Beowulf is available in printed copies in any bookstore, but there are two things to know about that paperback in the "classics" section. One is that it's a translation: the original poem is in Old English, which is a completely different language than Modern English. (Here's a hint of how different it is: Shakespeare's language is actually considered Modern English, albeit "Elizabethan" Modern English; Chaucer wrote in Middle English, hundreds of years after the Beowulf-poet. While some dialects of Middle English are intelligible, with effort, by the modern reader without a translation, Old English is definitely not.) The other is that originally Beowulf was a performance, not a written poem: it was sung to its audience by the poet, who kept it in memory. The manuscript transcription of it dates from approximately the eleventh century, but it was probably composed in the eighth or ninth centuries; the poem is, in a sense, suspended between the old world of pagan traditions and the new world of Christianity. The person who transcribed the poem was probably Christian, as was the 11th-century audience for the poem, but it's an interesting debate as to whether the original composer of the poem was pagan or Christian. At any rate, Beowulf certainly does give a wonderful insight into the world of sixth-century Anglo-Saxon culture, as the events and characters described in the story would have been "historical" even to the medieval audiences.
So what's so neat about Beowulf? It's one of the great warrior epics of the English literary culture, giving us the great hero Beowulf and his fight against the horrific monster Grendel. That, in itself, has inspired many and many a poem, story, novel, and monster movie. But Beowulf is not just an exciting story; it's also great poetry, which is why it's so hard to get a good translation. Old English is, as I noted, a completely different language than the Modern English that it would contribute to, so it's very hard for translations to really capture the feel of it.
That's where Benjamin Bagby's performance of the poem comes in. He brings it to life - the way it would have been brought to life in its own day. He sings the poetry in the original Old English (yes, there are subtitles), adding the music of the harp to accentuate the narrative. The performance is done without "bells and whistles": it's just Bagby and his harp, just as in the old days it would have been the bard and his harp. This simplicity of setting means that Bagby's talent as bard is brought to the fore: with intonation and inflection, with expression and gesture, he brings the lines of Beowulf to life.
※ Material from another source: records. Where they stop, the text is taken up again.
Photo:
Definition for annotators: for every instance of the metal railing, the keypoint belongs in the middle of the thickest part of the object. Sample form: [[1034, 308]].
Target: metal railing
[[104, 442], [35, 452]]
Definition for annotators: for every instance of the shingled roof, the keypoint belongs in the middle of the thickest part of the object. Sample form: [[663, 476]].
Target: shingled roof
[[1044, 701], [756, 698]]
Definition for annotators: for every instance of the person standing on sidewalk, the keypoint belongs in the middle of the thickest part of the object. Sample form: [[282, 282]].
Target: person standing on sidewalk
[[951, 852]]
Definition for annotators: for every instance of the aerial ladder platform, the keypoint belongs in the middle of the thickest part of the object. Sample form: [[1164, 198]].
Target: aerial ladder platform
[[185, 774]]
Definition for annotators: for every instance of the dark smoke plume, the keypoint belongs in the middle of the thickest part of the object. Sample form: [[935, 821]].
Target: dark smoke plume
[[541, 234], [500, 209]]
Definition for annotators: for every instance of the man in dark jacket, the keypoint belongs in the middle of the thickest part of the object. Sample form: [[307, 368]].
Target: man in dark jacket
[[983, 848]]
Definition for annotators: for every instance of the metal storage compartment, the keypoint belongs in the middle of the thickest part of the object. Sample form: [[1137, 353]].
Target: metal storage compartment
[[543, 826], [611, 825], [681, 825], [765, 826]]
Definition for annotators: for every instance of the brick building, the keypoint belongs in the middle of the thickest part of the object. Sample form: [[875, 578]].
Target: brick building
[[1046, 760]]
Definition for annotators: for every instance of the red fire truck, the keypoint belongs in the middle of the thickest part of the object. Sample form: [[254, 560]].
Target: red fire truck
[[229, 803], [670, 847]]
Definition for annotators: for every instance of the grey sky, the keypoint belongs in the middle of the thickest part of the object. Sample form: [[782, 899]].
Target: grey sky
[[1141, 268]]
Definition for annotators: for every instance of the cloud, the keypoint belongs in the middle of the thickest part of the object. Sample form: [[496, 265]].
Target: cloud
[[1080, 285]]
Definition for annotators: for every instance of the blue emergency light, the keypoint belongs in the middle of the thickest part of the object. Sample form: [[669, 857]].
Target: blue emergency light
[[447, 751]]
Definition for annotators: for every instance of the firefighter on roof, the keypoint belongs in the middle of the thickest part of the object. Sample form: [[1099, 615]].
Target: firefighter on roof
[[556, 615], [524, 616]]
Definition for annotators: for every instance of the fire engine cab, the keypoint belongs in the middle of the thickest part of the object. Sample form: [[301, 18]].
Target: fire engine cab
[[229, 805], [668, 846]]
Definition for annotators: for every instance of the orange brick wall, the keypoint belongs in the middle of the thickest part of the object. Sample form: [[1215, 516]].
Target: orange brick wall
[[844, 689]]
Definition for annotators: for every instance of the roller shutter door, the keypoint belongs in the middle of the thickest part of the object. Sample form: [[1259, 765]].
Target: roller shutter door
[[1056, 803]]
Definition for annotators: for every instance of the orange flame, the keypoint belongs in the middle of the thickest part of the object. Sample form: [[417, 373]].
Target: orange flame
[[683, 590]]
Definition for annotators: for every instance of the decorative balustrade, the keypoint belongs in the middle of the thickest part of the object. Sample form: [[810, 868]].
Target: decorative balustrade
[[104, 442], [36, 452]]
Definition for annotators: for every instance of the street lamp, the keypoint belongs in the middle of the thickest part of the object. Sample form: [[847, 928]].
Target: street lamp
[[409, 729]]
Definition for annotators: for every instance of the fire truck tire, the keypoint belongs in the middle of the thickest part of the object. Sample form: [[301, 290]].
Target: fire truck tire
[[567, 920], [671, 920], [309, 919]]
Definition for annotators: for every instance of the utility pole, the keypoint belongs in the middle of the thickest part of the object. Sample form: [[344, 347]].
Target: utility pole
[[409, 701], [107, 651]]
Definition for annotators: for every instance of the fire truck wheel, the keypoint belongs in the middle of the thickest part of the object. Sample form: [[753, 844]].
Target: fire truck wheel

The effect is amazing: Bagby is mesmerizing as a storyteller. As a scholar of English, I've read Beowulf various times (parts of it in the original Old English, too), but I've never really appreciated it as poetry and song until I saw Bagby's performance. I always appreciated the imagery and the narrative, but actually hearing it sung by a skilled performer made me realize that hey! this sounds beautiful too!
The performance runs a bit over an hour and a half, and covers the poem from line 1 to line 1062. This is approximately one-third of the total length of the poem, and gives us the first main story segment (Beowulf and Grendel). The choice to present just the first segment is a good one, I think. This first section is the most famous one of the poem (in fact, many people aren't aware that there's more to Beowulf than Beowulf vs. Grendel in the hall) and is self-contained, so it stands well by itself. The selection means that what we get is the full experience (no lines or sections have been omitted) but it's also a manageable length to sit down and watch.
And yes, there are subtitles, in modern English (optional ones) so you can follow the story as Bagby sings it.
Beowulf is presented in anamorphic widescreen, at its original aspect ratio of 1.85:1. The picture is adequate but not impressive, especially considering that it's not a very demanding image to capture. There's heavy edge enhancement, and the picture tends to be a bit blurry at times.
The Dolby stereo soundtrack is satisfactory. I'd have liked to have had a richer surround experience, but as it is, this mild-mannered stereo experience is fine. Bagby's voice is clear and clean, and his harp music sounds lovely.
Modern English subtitles are provided, in a clear and easy-to-read white lettering.
First off, the scene selections menu is nicely done, breaking the poem up into seven sections by line numbers (very helpful if you're looking for the performance of a particular section in the poem); if you choose to select one of the chapters, you get a short text summary of that section as well.
Two nice special features are included. There's a 21-minute round-table discussion with Bagby and three other Beowulf scholars, discussing one of the most interesting questions to do with the poem: how we relate to it differently when reading it as compared to hearing it. There's also a 12-minute featurette in which Bagby discusses the construction of his authentic Anglo-Saxon harp, and the reconstruction of the music. It will be particularly interesting for musicians, but worth watching for anyone.
This performance of Beowulf is very compelling, though it isn't for everyone; if you're looking for a movie of it, then clearly this isn't the thing to watch. But if you've enjoyed reading the poem, then this is a can't-miss experience. (If you teach the poem, even more so.) Benjamin Bagby effectively recreates the experience of listening to an Anglo-Saxon poet reciting the great epic. It's certainly unique - but if you like Beowulf, then it's strongly recommended.